No injury as such has occurred, and symptoms have developed gradually. There is no indication that the disc prolapse was actually caused by her work, but the undertaking of physically demanding work in an immature spine from the age of 13, was associated 2 years later with the development of her symptoms. Significant disruption of her life has resulted, and she is not able to complete her HSC and go on to become an air hostess, or continue with her main sports. She has been able to train and undertake light office work. Significant pressure and irritation of the left nerve root - S1 - and in my opinion she is close to having operation advised (rather than just offered), particularly should there be any increase in nerve root tension and damage to the nerve root. Prognosis is uncertain, it is possible spontaneous improvement will occur. It is also possible some deterioration will occur, in which case surgical treatment will need more definite consideration. It is not possible to predict which way a particular person will go. At present she feels her condition is still deteriorating.

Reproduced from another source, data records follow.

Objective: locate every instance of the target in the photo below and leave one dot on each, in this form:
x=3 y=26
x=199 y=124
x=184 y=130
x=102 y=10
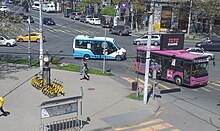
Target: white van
x=49 y=7
x=36 y=5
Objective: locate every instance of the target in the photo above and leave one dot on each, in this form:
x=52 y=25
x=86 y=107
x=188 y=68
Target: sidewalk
x=105 y=100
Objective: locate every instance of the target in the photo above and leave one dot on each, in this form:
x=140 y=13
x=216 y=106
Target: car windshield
x=7 y=37
x=199 y=69
x=117 y=46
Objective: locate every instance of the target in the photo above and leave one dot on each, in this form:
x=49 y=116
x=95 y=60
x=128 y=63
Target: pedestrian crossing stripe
x=66 y=30
x=139 y=125
x=206 y=89
x=78 y=31
x=213 y=83
x=156 y=127
x=213 y=88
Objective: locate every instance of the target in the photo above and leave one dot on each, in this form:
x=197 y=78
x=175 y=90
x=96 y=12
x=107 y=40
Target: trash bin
x=134 y=86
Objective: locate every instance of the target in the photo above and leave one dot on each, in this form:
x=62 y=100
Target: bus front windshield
x=117 y=46
x=199 y=70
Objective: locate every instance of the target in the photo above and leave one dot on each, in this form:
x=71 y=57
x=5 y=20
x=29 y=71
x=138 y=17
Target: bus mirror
x=213 y=62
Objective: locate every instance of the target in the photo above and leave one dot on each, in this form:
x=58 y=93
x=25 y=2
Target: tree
x=139 y=8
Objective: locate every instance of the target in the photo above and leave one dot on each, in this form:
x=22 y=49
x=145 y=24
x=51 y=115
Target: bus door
x=164 y=66
x=186 y=72
x=96 y=49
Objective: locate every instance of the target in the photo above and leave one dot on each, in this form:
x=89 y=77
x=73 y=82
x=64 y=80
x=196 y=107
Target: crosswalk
x=65 y=30
x=151 y=125
x=212 y=86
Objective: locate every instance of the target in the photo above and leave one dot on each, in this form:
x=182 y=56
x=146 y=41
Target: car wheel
x=156 y=43
x=138 y=42
x=38 y=40
x=86 y=56
x=8 y=44
x=178 y=81
x=120 y=33
x=20 y=40
x=118 y=58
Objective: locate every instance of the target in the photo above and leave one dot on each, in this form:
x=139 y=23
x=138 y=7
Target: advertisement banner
x=59 y=110
x=171 y=41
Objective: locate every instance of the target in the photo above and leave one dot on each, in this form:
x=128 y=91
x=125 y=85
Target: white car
x=4 y=8
x=155 y=40
x=88 y=17
x=201 y=51
x=95 y=21
x=6 y=41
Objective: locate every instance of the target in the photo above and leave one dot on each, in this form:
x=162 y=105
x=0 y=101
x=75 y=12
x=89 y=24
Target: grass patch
x=67 y=67
x=135 y=97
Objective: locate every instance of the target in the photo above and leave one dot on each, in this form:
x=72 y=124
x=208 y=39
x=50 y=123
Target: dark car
x=25 y=18
x=82 y=18
x=211 y=44
x=120 y=30
x=48 y=21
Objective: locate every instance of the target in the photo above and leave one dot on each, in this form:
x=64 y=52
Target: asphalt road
x=197 y=105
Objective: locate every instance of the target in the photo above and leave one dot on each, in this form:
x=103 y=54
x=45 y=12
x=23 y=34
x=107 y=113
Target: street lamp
x=46 y=68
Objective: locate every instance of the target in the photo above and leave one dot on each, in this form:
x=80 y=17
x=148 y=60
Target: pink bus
x=179 y=66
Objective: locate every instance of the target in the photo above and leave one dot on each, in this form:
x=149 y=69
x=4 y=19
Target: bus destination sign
x=172 y=41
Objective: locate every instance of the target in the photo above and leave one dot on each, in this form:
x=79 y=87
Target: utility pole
x=190 y=14
x=132 y=17
x=147 y=64
x=41 y=40
x=29 y=37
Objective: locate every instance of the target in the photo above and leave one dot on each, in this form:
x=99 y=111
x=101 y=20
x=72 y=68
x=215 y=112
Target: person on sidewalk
x=85 y=71
x=81 y=69
x=1 y=106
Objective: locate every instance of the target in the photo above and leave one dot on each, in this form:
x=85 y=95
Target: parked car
x=201 y=51
x=7 y=41
x=48 y=21
x=35 y=36
x=4 y=8
x=155 y=40
x=106 y=21
x=95 y=21
x=210 y=44
x=82 y=18
x=120 y=30
x=75 y=15
x=26 y=18
x=88 y=17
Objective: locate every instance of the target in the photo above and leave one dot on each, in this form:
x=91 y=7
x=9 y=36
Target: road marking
x=175 y=130
x=78 y=31
x=214 y=84
x=206 y=89
x=156 y=127
x=195 y=89
x=138 y=125
x=66 y=30
x=213 y=88
x=128 y=79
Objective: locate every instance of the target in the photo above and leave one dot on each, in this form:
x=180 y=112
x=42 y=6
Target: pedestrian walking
x=81 y=69
x=1 y=106
x=85 y=72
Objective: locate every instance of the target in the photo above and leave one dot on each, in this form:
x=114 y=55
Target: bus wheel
x=86 y=57
x=118 y=58
x=178 y=80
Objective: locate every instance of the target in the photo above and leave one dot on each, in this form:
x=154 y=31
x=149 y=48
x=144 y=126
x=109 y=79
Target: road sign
x=104 y=44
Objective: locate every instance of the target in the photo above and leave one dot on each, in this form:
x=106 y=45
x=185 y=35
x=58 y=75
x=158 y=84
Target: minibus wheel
x=118 y=58
x=87 y=57
x=178 y=80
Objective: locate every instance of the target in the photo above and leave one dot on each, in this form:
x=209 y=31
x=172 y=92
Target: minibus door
x=186 y=72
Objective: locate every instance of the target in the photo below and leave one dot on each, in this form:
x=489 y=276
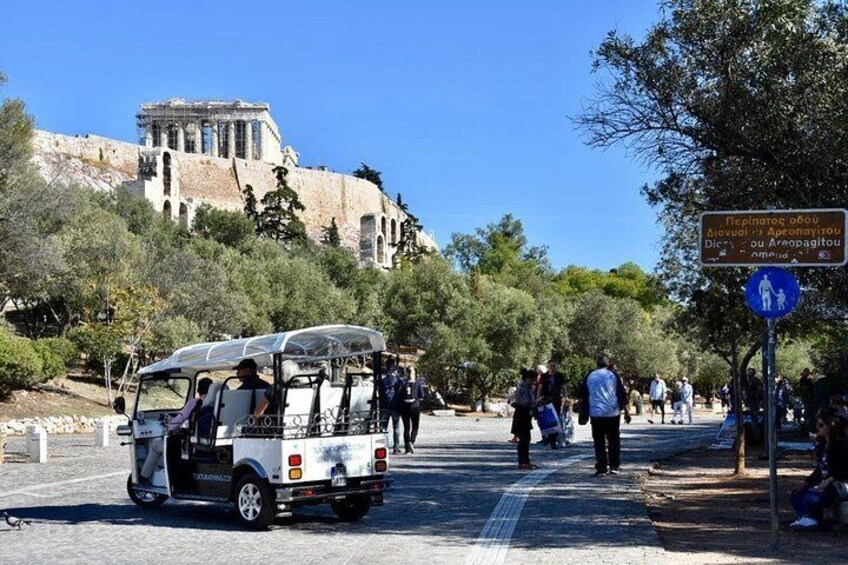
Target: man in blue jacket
x=604 y=393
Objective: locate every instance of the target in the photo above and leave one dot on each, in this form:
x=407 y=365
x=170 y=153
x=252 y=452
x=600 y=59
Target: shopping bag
x=548 y=420
x=568 y=428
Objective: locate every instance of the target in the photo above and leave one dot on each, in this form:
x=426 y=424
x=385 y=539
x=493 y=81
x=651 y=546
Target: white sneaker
x=805 y=523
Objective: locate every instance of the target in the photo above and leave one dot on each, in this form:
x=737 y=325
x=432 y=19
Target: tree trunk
x=107 y=375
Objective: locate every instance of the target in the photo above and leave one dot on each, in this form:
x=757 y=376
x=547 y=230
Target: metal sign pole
x=771 y=426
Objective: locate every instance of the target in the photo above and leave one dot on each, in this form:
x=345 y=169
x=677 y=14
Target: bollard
x=101 y=433
x=37 y=444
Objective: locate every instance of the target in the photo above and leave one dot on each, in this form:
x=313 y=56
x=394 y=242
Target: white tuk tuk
x=319 y=441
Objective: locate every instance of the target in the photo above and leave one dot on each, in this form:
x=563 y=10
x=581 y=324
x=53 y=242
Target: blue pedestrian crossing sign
x=772 y=292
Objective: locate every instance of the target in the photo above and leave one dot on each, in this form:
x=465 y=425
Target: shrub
x=20 y=365
x=52 y=365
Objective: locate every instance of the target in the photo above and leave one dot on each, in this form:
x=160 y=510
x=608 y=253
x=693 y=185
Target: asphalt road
x=459 y=499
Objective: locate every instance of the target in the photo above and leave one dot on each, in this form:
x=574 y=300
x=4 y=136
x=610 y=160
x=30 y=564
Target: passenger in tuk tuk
x=204 y=425
x=268 y=403
x=246 y=371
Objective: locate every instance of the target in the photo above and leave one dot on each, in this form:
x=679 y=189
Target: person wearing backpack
x=390 y=392
x=412 y=393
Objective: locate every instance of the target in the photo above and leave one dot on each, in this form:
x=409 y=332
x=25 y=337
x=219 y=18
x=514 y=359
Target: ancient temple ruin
x=237 y=129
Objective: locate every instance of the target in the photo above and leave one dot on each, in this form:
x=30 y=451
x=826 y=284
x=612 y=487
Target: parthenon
x=216 y=128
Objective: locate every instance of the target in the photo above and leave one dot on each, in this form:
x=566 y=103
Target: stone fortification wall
x=105 y=164
x=92 y=161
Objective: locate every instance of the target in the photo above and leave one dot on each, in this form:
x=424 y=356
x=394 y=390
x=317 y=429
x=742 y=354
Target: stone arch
x=381 y=249
x=183 y=215
x=166 y=173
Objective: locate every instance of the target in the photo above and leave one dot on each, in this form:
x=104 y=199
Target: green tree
x=501 y=250
x=371 y=175
x=229 y=228
x=278 y=219
x=409 y=251
x=625 y=281
x=739 y=105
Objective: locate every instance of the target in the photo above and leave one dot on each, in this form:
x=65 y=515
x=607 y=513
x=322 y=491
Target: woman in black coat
x=525 y=402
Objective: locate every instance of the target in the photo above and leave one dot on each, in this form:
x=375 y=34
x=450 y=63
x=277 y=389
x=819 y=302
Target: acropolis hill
x=207 y=152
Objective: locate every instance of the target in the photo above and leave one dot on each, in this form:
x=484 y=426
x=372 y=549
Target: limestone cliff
x=368 y=220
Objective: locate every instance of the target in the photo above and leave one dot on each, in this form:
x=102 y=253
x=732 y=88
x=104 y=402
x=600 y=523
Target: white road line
x=43 y=486
x=493 y=543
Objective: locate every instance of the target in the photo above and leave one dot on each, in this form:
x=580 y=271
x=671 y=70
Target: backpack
x=389 y=389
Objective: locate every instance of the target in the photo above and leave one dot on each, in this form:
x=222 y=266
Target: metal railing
x=330 y=422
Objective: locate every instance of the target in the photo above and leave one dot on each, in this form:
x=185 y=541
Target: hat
x=245 y=364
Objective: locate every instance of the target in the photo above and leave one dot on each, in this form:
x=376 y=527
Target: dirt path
x=707 y=515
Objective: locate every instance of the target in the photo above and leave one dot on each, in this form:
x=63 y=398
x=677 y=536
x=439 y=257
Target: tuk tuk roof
x=308 y=344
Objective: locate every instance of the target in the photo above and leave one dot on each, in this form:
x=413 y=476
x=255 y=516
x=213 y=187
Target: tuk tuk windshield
x=168 y=394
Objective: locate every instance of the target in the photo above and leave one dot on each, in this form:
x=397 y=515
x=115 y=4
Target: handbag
x=583 y=413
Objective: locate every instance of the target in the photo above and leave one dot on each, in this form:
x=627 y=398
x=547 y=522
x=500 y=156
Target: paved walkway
x=460 y=499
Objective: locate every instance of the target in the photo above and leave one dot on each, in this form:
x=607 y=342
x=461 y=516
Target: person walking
x=657 y=394
x=522 y=417
x=390 y=386
x=412 y=393
x=724 y=396
x=677 y=403
x=551 y=393
x=687 y=396
x=781 y=401
x=604 y=394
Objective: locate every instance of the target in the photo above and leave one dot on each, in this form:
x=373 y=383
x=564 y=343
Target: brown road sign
x=800 y=238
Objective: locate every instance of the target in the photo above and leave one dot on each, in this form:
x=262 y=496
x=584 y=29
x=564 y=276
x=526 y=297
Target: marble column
x=163 y=135
x=231 y=139
x=215 y=142
x=259 y=139
x=248 y=139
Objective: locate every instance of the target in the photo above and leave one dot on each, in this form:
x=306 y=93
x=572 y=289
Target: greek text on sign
x=801 y=238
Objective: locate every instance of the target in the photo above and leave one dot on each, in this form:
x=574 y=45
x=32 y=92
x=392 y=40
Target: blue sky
x=463 y=106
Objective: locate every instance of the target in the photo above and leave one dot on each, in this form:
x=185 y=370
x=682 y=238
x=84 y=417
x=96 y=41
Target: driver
x=246 y=372
x=154 y=452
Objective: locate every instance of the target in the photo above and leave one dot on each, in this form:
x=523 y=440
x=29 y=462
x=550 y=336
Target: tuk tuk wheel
x=352 y=508
x=144 y=499
x=255 y=502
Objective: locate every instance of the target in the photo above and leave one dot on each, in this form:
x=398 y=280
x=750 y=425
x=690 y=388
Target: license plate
x=338 y=477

(c) Recommended course of treatment is to continue under her family doctor and with specialist assessment, to observe and monitor the neurological signs in the left leg in particular.
(d) At present she feels she is deteriorating. On the basis of just one examination it is not possible for me to comment firmly on this. It is now 1 year and 8 months since the onset of her first symptoms, and it is reasonable to consider her stabilised for the purpose of assessment, providing allowance is made for possible surgical treatment should deterioration continue. In my opinion Miss Sutton has 25% impairment of her back. This is in relation to a most extreme case. In my opinion Miss Sutton has 15% permanent loss of efficient use of the left leg at or above the knee, taking into consideration loss below the knee.
(e) In my opinion her present problems relate to the constitutional condition in her lower back brought to light and aggravated by her heavy work requirements.
(f) Miss Sutton is partially incapacitated for work. She is not fit for any work which places particular stress through her back in the form of heavy lifting or carrying, prolonged or repeated bending, or the need to sit or maintain any position for prolonged periods without the ability to get up and move about as required."